古代ギリシャの叙事詩『オデュッセイア』を原典にした新作SFだとか。
うわぁ、『オデュッセイア』全然わからないわ(笑)。
大丈夫かしらねー、と思いつつ、前川さんだし、大丈夫でしょう!と
全く根拠のない自信をもって、劇場へ。
劇団公演ではないけど、大きな世田谷パブリックシアターでの公演が
出来るようになったんだなぁ、等と、親心(笑)。




 
舞台を観てから『オデュッセイア』を調べてみると、「オデュッセウスが、
トロイア戦争からの凱旋(がいせん)の帰途に体験した10余年の漂流と、
不在中に王妃ペネロペに言い寄った男たちへの報復を描く冒険物語」とのこと。
ふむ。「漂流」と「冒険物語」というのは、なんか分かるかな。

幕が開くと、人間が浮かんでいる。でもそれは悠理の語りで、
悠理が9歳の頃、海で溺れた時を表していたんだと分かりますが、どこか
幻想的で印象に残るビジュアルです。
そして悠理が語る「これは、僕の物語なんだ」で幕が開きます。
全編にわたり、悠理の語りがベースになってお話を進んでいきます。

場面は変わってキャンプ場。
悠理の家族と悠理の幼馴染でキャンプにやって来ている所。
まあ、悠理って平たく言えば引きこもり気味なクズなんですよね(笑)。
付き合っていた女の子を妊娠させ、流産を「ラッキー」と言って
嫌われたり、して。
幼馴染の二人はそんな悠理の事を気遣い、でもそういう様子は見せずに
普通に接しているけど、家業を継ぐ春喜(大窪人衛)や、留学が決まった
りさ(清水葉月)が眩しくて、妬ましくて、有能だけど能天気な両親にも、
その両親が離婚宣言をしようとしたことも面白くなくて、
逃げるように泳ぎに行って、また溺れてしまう。

気が付くとそこは宇宙船。しかも1000年後らしい。
自分はこの宇宙船のメンバーによって、この宇宙船の乗務員で
「ユーリ」という人の意識を移植して、再生しようとしたクローンだと
言われるが、失敗作として「処分」され、また別の惑星に飛ばされる。
その間もずっと「帰りたい」「帰りたい」と念じ続け、その次に飛ばされた
のはまた同じキャンプ場だけど、何かが違う。
クズだったはずの悠理は、文武両道に秀でた青年として扱われている。
同級生を妊娠させたりもしていないらしい。
まあ、結局両親はここでも離婚すると言うので、全部が違っているという
訳でもないのだけど、ちょっと「ズレ」ているような感じ。

そこで、悠理は昔、母親から聞いた量子物理の多世界解釈を再度説明して
と頼むのだけどこの説明がまあ、分かりやすいのですよ。
最初に出てきたキャンプ場と、今観ているキャンプ場がちょっとずれて
いる感じがこの「分岐した世界」なのかしら?
でも、それぞれの世界を行ったり来たりは出来ないと言うんだけど。

つまり、こういう事?
宇宙船でダンが記録を調べても居ましたが、悠理は9歳のダイビングの
事故で死んでいた。

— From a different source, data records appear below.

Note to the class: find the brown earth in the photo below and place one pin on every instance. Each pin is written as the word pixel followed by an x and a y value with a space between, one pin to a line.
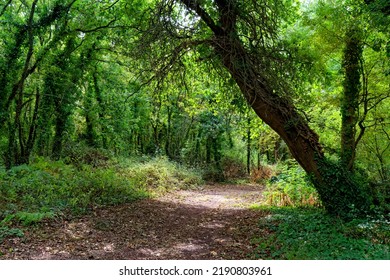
pixel 212 222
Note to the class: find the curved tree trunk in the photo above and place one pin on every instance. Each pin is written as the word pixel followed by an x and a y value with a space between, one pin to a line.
pixel 338 188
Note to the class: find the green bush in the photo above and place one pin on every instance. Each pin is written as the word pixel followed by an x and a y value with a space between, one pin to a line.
pixel 31 193
pixel 290 187
pixel 159 175
pixel 314 235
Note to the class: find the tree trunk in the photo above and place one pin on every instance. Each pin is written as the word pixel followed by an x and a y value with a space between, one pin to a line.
pixel 340 191
pixel 350 99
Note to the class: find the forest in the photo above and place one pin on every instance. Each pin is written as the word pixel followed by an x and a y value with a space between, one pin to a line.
pixel 112 109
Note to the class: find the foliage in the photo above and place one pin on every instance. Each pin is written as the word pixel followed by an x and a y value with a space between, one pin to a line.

でも「死ななかった」という世界も多元世界の一つ
として存在していた、と。

最後に戻ってきたのは、一番最初のヘタレの悠理が居たキャンプ場の世界。
既に環境破壊で地球が住めない状態になってしまった世界も、量子コンピューター
の開発を成し遂げるレジェンドになる世界も知っている悠理。
地球環境の保護を訴えるために政治家を目指すという父親にも
自分の大学での研究を続ける母親にも、「頑張ってね」と声を掛ける。
恐らく、最初から言いたかったんであろうけど、言えなかった言葉。
父親は「人類の未来よりも、お前が心配なんだ」と語るけど、
悠理は「もう、自分は大丈夫。自分を救えるのは自分だけだから」と
泣き崩れるんですよね。自分が「死んでいた」事に気づいたという事かな。
キャンプ場に居たはずの人はこの間に全て消えてしまっていたものね。

今まで色々と広がっていった、大きな大きな世界が、ぎゅーっと
狭まっていく、まるで悠理の母親が説明してくれた「収縮」ですか?
が起きたかのように、一人称の世界に移行していきます感じが、たまんない。
ゾクゾクしちゃいました。

悠理を演じた山田裕貴さんは、どなたかよく存じ上げませんでしたが、
とても良かったです。この舞台で第74回文化庁芸術祭賞演劇部門新人賞を
受賞されたんですよね、確か。
本当にクズなんですよ、この舞台での山田さんは。(←褒めてます)
実世界のクズが舞台でクズのまま演技しても、面白くないんでしょう。
それを「本当にクズに見える」演技って、絶妙じゃん!と思うのです。
クーラーボックスに吐くシーンなんて、一緒に観ていた友人は
「あ”−−−!」って言っちゃってましたからね(笑)。

劇団員の皆さんの安定感は抜群だし(浜田さんのロボット感は絶品だね)、
仲村トオルさんと村岡希美さんは既に前川さんの舞台に出ている事もあって、
本当にしっくりきます。この夫婦の絶妙な掛け合い最高。
でも何気にこの離婚理由は、かなり現代的で深かったですけどね。
(内助の功とかマジFuckだから、って、カッコ良かった(笑))
特に仲村トオルさんは前川脚本への参加は数多いけど、相性がいいと思う。

シンプルな舞台だけど、照明がとても印象的だったなぁ、と思います。
ちゃんと理解したか?と問われると自信が無いんだけど、でもとても
内容に引き込まれて、面白く拝見出来た舞台です。
さすが前川さんだよ。


あと、舞台の本筋には関係ないのだけど、前川さんのツイートで
思わず笑っちゃったものがあるので、記録の為にも貼っておく(笑)。

tweet

いずれにしても、観れば観る程思う所や気づくところが出てきそう。
DVDが2月に発売されるとの事なので、次のイキウメ公演で
買ってしまおうかな♪と思っています。